US Military - Bombers Didn't Have Downs Syndrome

By Cernig

Well, well. The "Downs Syndrome bombers" story was all just crap after all. The two suicide bombers had mental health problems, yes. Depression and schizophrenia, though, not Downs. That may well suggest they were willing suicide bombers, albeit motivated by their mental illnesses, rather than unwitting dupes, and changes the analysis quite considerably. Not in any way a clever or adaptive response to new US tactics, just picking willing bombers and possibly not even realising why they are willing.
The U.S. military said Wednesday that two women used as suicide bombers in attacks earlier this month had undergone psychiatric treatment but there is no indication they had Down syndrome as Iraqi and U.S. officials initially had claimed.

...Lt. Gen. Abboud Qanbar, the chief Iraqi military commander in Baghdad, said soon after the attacks that photos of the women's heads showed they had Down syndrome, but he did not offer any other proof.

A U.S. military spokesman for the Baghdad area, Lt. Col. Steve Stover, also said at the time that medical experts with his division had examined the photos and agreed the women probably suffered from the genetic disorder. "They were both females and they both looked like they had Down syndrome," Stover said on Feb. 2.
But today, US military spokesman Rear Adm. Gregory Smith backed away from those claims.
"Both had recently received psychiatric treatment for depression and/or schizophrenia. From what we know now there's no indication that they had Down syndrome," Smith said, citing records obtained by the military.

Smith also said one of the women was married but that neither had criminal backgrounds. He said it was not clear how they were linked to al-Qaida in Iraq, which the military has said was behind the bombing.

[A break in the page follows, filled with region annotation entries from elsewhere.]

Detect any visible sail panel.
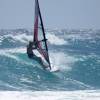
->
[34,0,51,68]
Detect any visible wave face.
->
[0,29,100,91]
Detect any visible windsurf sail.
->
[33,0,51,69]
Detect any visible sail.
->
[33,0,51,69]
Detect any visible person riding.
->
[27,41,37,58]
[27,41,48,69]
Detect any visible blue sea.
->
[0,29,100,100]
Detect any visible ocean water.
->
[0,29,100,100]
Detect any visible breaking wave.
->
[0,30,100,90]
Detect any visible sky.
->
[0,0,100,29]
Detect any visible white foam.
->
[50,52,78,71]
[0,90,100,100]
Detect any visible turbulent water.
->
[0,29,100,100]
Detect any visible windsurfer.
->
[27,41,47,69]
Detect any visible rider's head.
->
[29,41,33,46]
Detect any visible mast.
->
[35,0,51,69]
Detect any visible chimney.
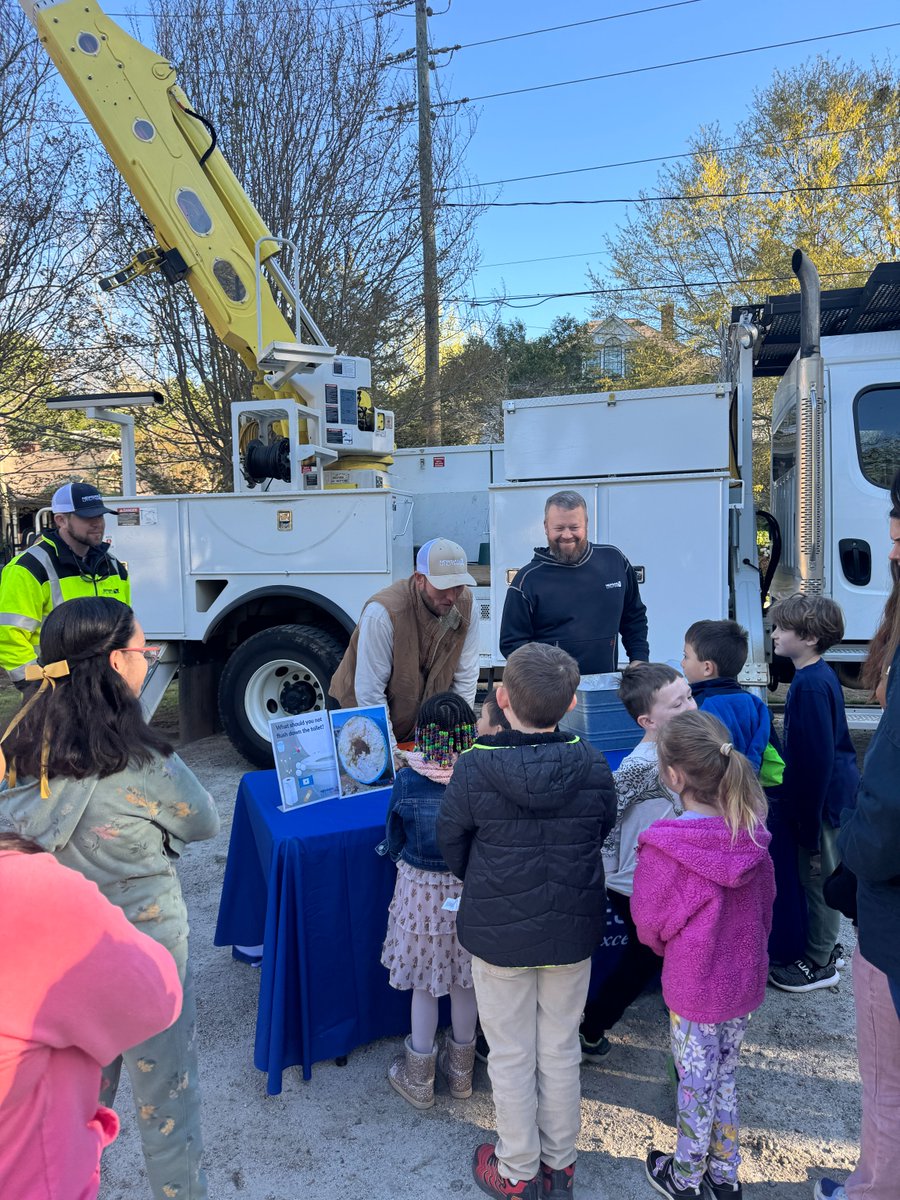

The director of the Ibn-Rushd psychiatric teaching hospital in central Baghdad, Dr. Shalan al-Abboudi, said that one of the pet market bombers, a 36-year-old married woman, had been treated there for schizophrenia and depression, according to her file. Refusing to identify her, he said she received electric shock therapy and was released into the custody of an aunt.
Electric shock, while it has been shown to help, is never recommended as the first treatment for schizophrenia in the West. It's normally used only when anti-psychotic drugs aren't working. But Iraq as a whole is short on all kinds of drugs and it may well be that ECT is being used first or earlier. I'd hate to think it was being used as a panacea for depression and other mental illnesses, certainly. Especially since the Iraqi government is now rounding up Baghdad's homeless and beggars, to prevent them being used by Al Qaida. They'll be housed in "social welfare institutions and psychiatric hospitals that can provide shelter and care for them, according to the ministry".